Mustin portrayed a homeless man who is helped by Santa Claus (Art Carney) on a magical Christmas Eve in "Night of the Meek." He returned to TZ as Mr. Carlson, one of the senior home residents in the whimsical "Kick the Can."
It's kind of hard to imagine so many senior actors working in Hollywood at that time. The studio system was still pretty much intact and many of them were under contract to MGM, which supplied a steady stream of actors of all ages to film and television. It seems that Hollywood has been focused on youth in the last thirty years. Once in a while we get a Going in Style or a Last Vegas, but back in the 1950s and early '60s, aging actors like Burt Mustin could find steady work.
Mustin (1884-1977) is well remembered by baby boomers as the kindly Gus the Fireman on 14 memorable episodes of Leave it to Beaver. Sitting in his equally aging firetruck, he always had some sage advice for little Theodore Cleaver (Jerry Mathers).
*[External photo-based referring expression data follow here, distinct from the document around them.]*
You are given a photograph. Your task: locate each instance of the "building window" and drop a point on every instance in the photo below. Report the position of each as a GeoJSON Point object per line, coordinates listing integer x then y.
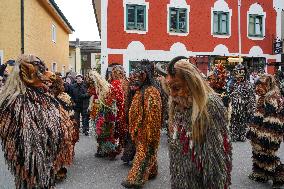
{"type": "Point", "coordinates": [54, 67]}
{"type": "Point", "coordinates": [53, 33]}
{"type": "Point", "coordinates": [136, 17]}
{"type": "Point", "coordinates": [178, 20]}
{"type": "Point", "coordinates": [255, 25]}
{"type": "Point", "coordinates": [220, 23]}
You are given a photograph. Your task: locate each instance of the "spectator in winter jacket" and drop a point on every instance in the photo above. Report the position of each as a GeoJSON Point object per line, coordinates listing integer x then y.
{"type": "Point", "coordinates": [80, 96]}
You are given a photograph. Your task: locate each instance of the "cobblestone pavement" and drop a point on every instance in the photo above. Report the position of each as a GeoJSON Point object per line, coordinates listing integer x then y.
{"type": "Point", "coordinates": [89, 172]}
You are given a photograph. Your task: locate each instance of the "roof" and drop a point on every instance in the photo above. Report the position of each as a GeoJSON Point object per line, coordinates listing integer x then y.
{"type": "Point", "coordinates": [87, 45]}
{"type": "Point", "coordinates": [61, 14]}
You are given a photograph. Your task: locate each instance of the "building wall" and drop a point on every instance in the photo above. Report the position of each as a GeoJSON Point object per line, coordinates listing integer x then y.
{"type": "Point", "coordinates": [199, 38]}
{"type": "Point", "coordinates": [10, 29]}
{"type": "Point", "coordinates": [38, 36]}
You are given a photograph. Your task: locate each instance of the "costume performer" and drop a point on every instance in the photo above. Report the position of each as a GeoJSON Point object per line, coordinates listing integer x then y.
{"type": "Point", "coordinates": [108, 115]}
{"type": "Point", "coordinates": [34, 135]}
{"type": "Point", "coordinates": [217, 80]}
{"type": "Point", "coordinates": [199, 141]}
{"type": "Point", "coordinates": [266, 133]}
{"type": "Point", "coordinates": [144, 124]}
{"type": "Point", "coordinates": [118, 78]}
{"type": "Point", "coordinates": [243, 102]}
{"type": "Point", "coordinates": [57, 90]}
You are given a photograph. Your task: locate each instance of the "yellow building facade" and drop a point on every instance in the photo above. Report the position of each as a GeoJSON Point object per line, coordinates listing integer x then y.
{"type": "Point", "coordinates": [45, 32]}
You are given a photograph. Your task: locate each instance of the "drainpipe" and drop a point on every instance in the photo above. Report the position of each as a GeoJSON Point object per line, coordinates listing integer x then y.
{"type": "Point", "coordinates": [239, 29]}
{"type": "Point", "coordinates": [22, 28]}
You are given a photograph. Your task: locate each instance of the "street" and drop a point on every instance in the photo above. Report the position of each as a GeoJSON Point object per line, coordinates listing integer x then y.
{"type": "Point", "coordinates": [89, 172]}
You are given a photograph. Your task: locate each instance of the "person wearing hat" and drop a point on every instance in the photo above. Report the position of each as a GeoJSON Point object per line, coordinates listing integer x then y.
{"type": "Point", "coordinates": [80, 96]}
{"type": "Point", "coordinates": [243, 102]}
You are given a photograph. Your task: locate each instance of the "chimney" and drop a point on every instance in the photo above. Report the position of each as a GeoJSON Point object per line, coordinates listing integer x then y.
{"type": "Point", "coordinates": [77, 42]}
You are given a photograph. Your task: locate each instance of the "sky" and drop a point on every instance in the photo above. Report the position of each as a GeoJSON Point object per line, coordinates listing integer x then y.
{"type": "Point", "coordinates": [80, 14]}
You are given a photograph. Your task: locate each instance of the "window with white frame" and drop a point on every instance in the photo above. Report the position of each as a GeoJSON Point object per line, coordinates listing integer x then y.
{"type": "Point", "coordinates": [221, 22]}
{"type": "Point", "coordinates": [178, 20]}
{"type": "Point", "coordinates": [255, 28]}
{"type": "Point", "coordinates": [53, 33]}
{"type": "Point", "coordinates": [136, 17]}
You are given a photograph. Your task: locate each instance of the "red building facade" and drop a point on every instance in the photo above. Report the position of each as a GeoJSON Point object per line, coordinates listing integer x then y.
{"type": "Point", "coordinates": [210, 30]}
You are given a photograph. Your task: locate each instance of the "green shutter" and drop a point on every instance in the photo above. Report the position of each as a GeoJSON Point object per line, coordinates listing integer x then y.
{"type": "Point", "coordinates": [142, 8]}
{"type": "Point", "coordinates": [127, 16]}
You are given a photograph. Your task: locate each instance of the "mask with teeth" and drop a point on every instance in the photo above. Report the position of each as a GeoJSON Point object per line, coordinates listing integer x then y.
{"type": "Point", "coordinates": [33, 72]}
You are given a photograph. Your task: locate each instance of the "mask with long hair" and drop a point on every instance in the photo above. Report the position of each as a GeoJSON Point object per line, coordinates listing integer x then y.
{"type": "Point", "coordinates": [199, 92]}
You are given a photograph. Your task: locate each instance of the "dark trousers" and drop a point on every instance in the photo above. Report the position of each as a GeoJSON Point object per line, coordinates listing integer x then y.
{"type": "Point", "coordinates": [85, 118]}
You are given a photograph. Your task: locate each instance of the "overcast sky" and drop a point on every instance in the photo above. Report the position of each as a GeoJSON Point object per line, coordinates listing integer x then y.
{"type": "Point", "coordinates": [80, 14]}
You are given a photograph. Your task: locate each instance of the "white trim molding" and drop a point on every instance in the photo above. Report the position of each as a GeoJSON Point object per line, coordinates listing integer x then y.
{"type": "Point", "coordinates": [136, 52]}
{"type": "Point", "coordinates": [178, 4]}
{"type": "Point", "coordinates": [221, 5]}
{"type": "Point", "coordinates": [136, 2]}
{"type": "Point", "coordinates": [256, 9]}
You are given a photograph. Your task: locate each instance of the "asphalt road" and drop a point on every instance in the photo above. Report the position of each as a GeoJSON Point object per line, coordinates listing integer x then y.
{"type": "Point", "coordinates": [89, 172]}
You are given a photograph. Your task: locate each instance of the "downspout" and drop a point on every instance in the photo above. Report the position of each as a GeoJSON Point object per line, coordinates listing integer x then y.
{"type": "Point", "coordinates": [22, 28]}
{"type": "Point", "coordinates": [239, 29]}
{"type": "Point", "coordinates": [75, 59]}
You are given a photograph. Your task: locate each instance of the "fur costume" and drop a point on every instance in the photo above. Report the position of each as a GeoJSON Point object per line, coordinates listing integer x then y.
{"type": "Point", "coordinates": [145, 121]}
{"type": "Point", "coordinates": [217, 80]}
{"type": "Point", "coordinates": [266, 132]}
{"type": "Point", "coordinates": [145, 124]}
{"type": "Point", "coordinates": [242, 101]}
{"type": "Point", "coordinates": [108, 114]}
{"type": "Point", "coordinates": [34, 126]}
{"type": "Point", "coordinates": [200, 166]}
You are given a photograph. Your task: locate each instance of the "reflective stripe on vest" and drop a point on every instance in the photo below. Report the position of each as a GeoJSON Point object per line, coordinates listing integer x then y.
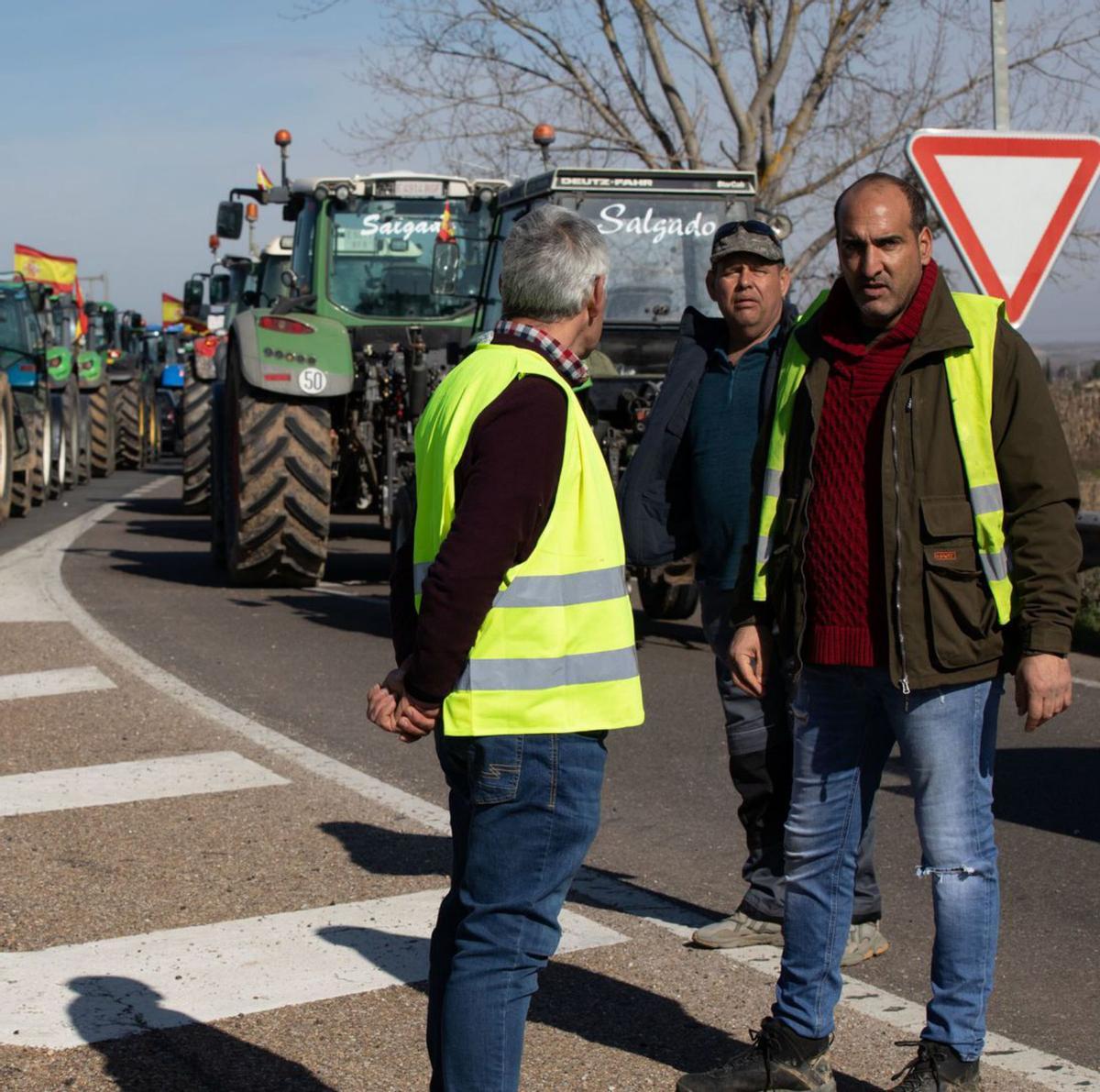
{"type": "Point", "coordinates": [556, 652]}
{"type": "Point", "coordinates": [971, 384]}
Surprisingly, Mustin made his film debut at the age of 67 in the Ronald Reagan/Rhonda Fleming western The Last Outpost (1951), the same year he made his television debut in The Adventures of Kit Carson. So let's raise a high toast to Burt Mustin and all the wonderful senior actors who filled up the small screen and blazed a timeless trail to The Twilight Zone.
I'm two days late on this, but that's okay. I saw him in lots of stuff growing up watching a lot of TV during the 70s and 80s and reruns of older stuff. I think he was born as an old guy. :)
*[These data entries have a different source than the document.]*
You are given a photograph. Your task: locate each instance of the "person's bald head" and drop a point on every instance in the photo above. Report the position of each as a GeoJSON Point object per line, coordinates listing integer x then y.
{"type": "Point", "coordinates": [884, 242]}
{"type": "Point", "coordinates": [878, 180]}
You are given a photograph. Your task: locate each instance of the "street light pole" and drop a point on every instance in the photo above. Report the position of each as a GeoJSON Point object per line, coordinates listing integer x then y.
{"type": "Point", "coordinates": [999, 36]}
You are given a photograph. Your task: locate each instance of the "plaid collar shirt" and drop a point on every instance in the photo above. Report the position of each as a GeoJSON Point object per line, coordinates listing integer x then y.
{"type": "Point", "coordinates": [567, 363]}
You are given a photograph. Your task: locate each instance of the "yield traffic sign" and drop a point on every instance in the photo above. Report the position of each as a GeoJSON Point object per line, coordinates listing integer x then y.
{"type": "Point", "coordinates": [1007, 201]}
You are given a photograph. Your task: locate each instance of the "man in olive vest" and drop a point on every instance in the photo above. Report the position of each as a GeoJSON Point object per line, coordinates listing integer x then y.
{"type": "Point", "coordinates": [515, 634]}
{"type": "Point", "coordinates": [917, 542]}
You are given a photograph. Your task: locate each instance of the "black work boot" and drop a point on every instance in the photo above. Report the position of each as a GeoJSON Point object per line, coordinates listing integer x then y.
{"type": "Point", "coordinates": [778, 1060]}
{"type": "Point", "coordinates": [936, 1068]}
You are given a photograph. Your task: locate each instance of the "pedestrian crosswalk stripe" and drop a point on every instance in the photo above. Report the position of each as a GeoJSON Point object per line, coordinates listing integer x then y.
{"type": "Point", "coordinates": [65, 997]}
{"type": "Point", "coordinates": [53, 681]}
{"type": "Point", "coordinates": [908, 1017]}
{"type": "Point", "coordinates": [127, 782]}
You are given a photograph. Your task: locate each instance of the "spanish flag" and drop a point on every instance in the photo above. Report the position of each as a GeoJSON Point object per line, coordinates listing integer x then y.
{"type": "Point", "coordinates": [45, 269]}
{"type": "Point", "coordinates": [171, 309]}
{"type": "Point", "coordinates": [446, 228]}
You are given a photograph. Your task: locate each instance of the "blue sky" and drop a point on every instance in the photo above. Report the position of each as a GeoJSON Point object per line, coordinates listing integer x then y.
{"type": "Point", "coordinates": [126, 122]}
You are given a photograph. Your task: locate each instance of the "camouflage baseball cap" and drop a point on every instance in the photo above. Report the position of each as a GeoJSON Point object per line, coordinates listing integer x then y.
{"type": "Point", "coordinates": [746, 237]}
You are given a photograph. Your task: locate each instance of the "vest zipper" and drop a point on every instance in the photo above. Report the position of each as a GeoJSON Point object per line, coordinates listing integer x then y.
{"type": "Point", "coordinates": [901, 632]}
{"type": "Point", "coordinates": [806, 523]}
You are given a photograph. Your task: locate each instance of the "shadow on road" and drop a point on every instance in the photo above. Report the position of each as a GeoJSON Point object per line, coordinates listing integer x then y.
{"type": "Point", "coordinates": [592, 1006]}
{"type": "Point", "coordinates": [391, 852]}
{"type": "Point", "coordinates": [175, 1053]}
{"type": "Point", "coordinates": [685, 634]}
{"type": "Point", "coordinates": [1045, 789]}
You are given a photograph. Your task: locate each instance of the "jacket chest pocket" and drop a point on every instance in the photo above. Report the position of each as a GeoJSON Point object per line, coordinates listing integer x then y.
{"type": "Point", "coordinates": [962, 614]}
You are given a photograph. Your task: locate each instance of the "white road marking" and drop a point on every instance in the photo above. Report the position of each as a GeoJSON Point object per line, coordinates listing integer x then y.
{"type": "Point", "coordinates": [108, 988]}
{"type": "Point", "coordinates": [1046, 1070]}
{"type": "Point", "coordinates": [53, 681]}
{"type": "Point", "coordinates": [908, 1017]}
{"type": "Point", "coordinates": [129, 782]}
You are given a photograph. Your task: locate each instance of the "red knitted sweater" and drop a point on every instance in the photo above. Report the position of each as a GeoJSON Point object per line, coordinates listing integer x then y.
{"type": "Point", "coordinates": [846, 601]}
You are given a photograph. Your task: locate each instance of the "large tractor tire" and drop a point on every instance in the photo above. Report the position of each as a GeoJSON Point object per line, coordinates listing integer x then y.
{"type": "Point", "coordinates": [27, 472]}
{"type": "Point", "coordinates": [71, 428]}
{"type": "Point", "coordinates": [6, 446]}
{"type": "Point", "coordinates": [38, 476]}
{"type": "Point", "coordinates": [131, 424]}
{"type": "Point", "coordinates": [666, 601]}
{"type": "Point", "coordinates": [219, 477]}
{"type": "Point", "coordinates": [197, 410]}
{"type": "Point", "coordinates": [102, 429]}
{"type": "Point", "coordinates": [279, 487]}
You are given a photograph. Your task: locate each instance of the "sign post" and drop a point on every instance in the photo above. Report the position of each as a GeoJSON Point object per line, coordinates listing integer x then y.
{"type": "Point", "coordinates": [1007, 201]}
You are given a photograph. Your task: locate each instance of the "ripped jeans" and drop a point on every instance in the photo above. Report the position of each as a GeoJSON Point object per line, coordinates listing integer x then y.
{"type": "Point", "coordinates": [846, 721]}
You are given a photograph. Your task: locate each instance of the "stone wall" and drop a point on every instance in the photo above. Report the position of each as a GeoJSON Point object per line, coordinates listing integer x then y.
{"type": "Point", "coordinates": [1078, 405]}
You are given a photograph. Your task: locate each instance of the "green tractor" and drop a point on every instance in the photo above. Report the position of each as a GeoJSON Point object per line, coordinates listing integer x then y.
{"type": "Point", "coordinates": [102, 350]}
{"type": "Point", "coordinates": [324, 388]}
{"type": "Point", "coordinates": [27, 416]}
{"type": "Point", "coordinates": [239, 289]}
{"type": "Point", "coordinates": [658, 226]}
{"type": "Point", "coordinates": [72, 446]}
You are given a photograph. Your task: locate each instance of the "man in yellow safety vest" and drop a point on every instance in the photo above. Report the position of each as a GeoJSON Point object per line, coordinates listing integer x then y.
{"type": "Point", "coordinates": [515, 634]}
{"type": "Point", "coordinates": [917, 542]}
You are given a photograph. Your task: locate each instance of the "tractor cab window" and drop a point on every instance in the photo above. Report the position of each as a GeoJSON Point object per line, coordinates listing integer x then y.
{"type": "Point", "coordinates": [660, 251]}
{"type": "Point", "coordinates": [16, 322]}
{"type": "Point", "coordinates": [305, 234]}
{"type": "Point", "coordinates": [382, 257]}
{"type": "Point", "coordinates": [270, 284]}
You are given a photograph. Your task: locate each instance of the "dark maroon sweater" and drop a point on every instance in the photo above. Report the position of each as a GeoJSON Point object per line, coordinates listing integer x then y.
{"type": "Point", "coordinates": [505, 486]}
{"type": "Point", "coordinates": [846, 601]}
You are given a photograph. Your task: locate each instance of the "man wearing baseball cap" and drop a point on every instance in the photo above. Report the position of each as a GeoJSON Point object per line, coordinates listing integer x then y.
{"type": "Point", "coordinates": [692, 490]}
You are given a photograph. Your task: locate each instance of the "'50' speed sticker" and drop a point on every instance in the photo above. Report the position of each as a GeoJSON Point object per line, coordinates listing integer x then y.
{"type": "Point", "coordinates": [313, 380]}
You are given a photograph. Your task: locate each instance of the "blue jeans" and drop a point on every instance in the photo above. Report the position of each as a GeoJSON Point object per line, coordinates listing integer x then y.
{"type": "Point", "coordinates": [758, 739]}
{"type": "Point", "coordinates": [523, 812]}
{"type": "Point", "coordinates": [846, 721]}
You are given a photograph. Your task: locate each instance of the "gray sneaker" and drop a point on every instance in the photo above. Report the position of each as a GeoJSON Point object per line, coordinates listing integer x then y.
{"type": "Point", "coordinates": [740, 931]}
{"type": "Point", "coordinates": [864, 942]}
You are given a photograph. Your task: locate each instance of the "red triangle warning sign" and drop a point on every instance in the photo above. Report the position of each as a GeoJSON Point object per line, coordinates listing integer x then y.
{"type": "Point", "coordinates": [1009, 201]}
He was just on a Johnny Carson rerun the other night. He was 90 and still working, promoting a show he was in.
He was great on Andy Griffith. Whenever a show from the late 50s to the mid 70s required an old man he would be on the short list.
Always liked him.
Smile every time I see him on TV
I remember seeing him on The Dick Van Dyke show, too.
That’s great. :)
Yep, seemed like a good guy.
Yep, he was pretty much the go-to guy for that era when it came to an older-guy part. My mom likes him, a lot. He was also on All in the Family.
I always thought he looked like a turtle, minus the shell.
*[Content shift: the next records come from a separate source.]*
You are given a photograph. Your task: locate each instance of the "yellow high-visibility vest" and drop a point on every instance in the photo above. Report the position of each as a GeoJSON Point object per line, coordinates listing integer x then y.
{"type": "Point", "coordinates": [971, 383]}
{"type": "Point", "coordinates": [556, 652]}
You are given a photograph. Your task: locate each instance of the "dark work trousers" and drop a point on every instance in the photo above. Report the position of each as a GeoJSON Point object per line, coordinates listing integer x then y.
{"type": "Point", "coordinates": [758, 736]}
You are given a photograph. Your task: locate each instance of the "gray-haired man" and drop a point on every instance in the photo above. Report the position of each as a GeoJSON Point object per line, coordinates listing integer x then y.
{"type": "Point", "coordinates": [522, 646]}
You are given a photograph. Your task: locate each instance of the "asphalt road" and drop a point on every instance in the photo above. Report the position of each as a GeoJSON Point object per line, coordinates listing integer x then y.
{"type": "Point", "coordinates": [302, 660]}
He does. I can see him being cartoonized (I don’t think a real word) into a turtle.
Joe Friday arrested him on Dragnet as the oldest burglar in Los Angeles.
lol...how funny.
Looks like he was on Johnny’s show at least a couple of times:
https://www.youtube.com/watch?v=RbOtyAYv57M
https://www.youtube.com/watch?v=X87VyDOQcng
That’s kind of him, isn’t it?
Carson asked him about the first World Series he remembered. It was 1903.
Laughing. Incredible. I’d like to see a pic of him as a young man.
-PJ
I still laugh at that more than half a century later, and for years, Gary Larson used the name Gus in his Far Side cartoons which were always a hoot.